I.C.S.R.A.ICSRA — 1,2-Intercompartmental Supraretinacular Artery Anatomy
H.U.M.P.B.A.C.K.HUMPBACK — Correction Principles for Scaphoid Nonunion
S.N.A.C.SNAC — Staging and Surgical Thresholds
Surgical Indications
Absolute Indications for Vascularised Bone Graft
- Established scaphoid nonunion with proximal pole avascular necrosis (AVN) confirmed by MRI or intraoperative assessment
- Failed prior conventional (non-vascularised) bone grafting with persistent nonunion
- Humpback deformity with greater than 3 mm scaphoid shortening or DISI greater than 15 degrees requiring structural correction
- Proximal pole nonunion with sclerotic, cystic changes and poor bleeding points after tourniquet release
Relative Indications
- Nonunion greater than 2 years duration with established proximal pole AVN
- Smoker or patient with vascular risk factors where conventional graft has lower expected success
- High-demand patient (athlete, manual worker) where rapid revascularisation and union are prioritised
- Revision of failed percutaneous screw fixation with bone loss and AVN
When Non-Vascularised Graft Is Sufficient
- Waist nonunion without proximal pole AVN and minimal deformity (less than 2 mm shortening, DISI less than 10 degrees)
- Distal pole nonunion (excellent vascularity)
- Acute displaced fractures treated with ORIF plus cancellous graft (not nonunion)
- Paediatric scaphoid nonunion (robust healing potential)
Contraindications
Absolute:
- Advanced SNAC wrist Stage III or IV (capitolunate or radiolunate arthritis) — reconstruction will not address the arthritic pain
- Active infection at the wrist or donor site
- Patient unable or unwilling to comply with prolonged immobilisation and rehabilitation
Relative:
- Severe osteoporosis or bone loss precluding stable screw fixation
- Ipsilateral knee pathology precluding MFC harvest (consider alternative donor)

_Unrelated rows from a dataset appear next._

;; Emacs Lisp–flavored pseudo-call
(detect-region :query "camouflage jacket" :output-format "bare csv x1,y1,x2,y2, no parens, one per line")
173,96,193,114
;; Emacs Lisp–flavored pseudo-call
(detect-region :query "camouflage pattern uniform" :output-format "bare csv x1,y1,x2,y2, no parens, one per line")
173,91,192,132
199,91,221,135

- Heavy smoker unwilling to cease — counsel on markedly reduced union rates
Evidence for Vascularised versus Non-Vascularised Grafting
1,2-ICSRA Pedicled Graft Outcomes
- Union rates 80-95 percent in most series for proximal pole nonunion with AVN
- Time to union typically 8-16 weeks when the pedicle remains patent
- Key technical factor: preservation of the pedicle throughout elevation and inset; tension or kinking is the most common cause of failure
- Humpback correction is limited by graft size — greater than 3 mm volar wedge often requires MFC instead
Medial Femoral Condyle Graft Outcomes
- Union rates 85-100 percent even in severe AVN and large defects
- Can correct greater than 5 mm length loss and severe humpback
- Requires microsurgical expertise for free transfer or careful pedicle dissection for volar pedicled variant
- Donor-site morbidity (knee pain, instability) reported in 10-20 percent at one year
Vascularised versus Non-Vascularised Graft — Decision Framework
Key Evidence
Vascularized bone grafting for scaphoid nonunion
The arterial anatomy of the distal radius and its surgical implications
Vascularized versus nonvascularized bone grafts for scaphoid nonunion
Free vascularized medial femoral condyle graft for scaphoid nonunion
Natural history of scaphoid nonunion and SNAC wrist
Clinical Decision Scenarios
Practise clinical reasoning and management decisions out loud
“A 32-year-old right-hand-dominant carpenter presents with a 14-month history of right wrist pain after a fall. CT shows a waist nonunion with 4 mm shortening, 25-degree DISI, and proximal pole sclerosis. MRI demonstrates low T1 signal in the proximal pole. How do you decide between 1,2-ICSRA and MFC graft, and what is your operative plan?”
“You are performing a 1,2-ICSRA pedicled graft for a proximal pole nonunion. After elevating the graft you notice the pedicle appears narrow and the vessel does not fill well with retrograde flow. What is your next step?”
“A 28-year-old professional tennis player has a scaphoid waist nonunion with 3 mm shortening and proximal pole low T1 signal on MRI. He wants the fastest return to sport. Which graft do you recommend and why?”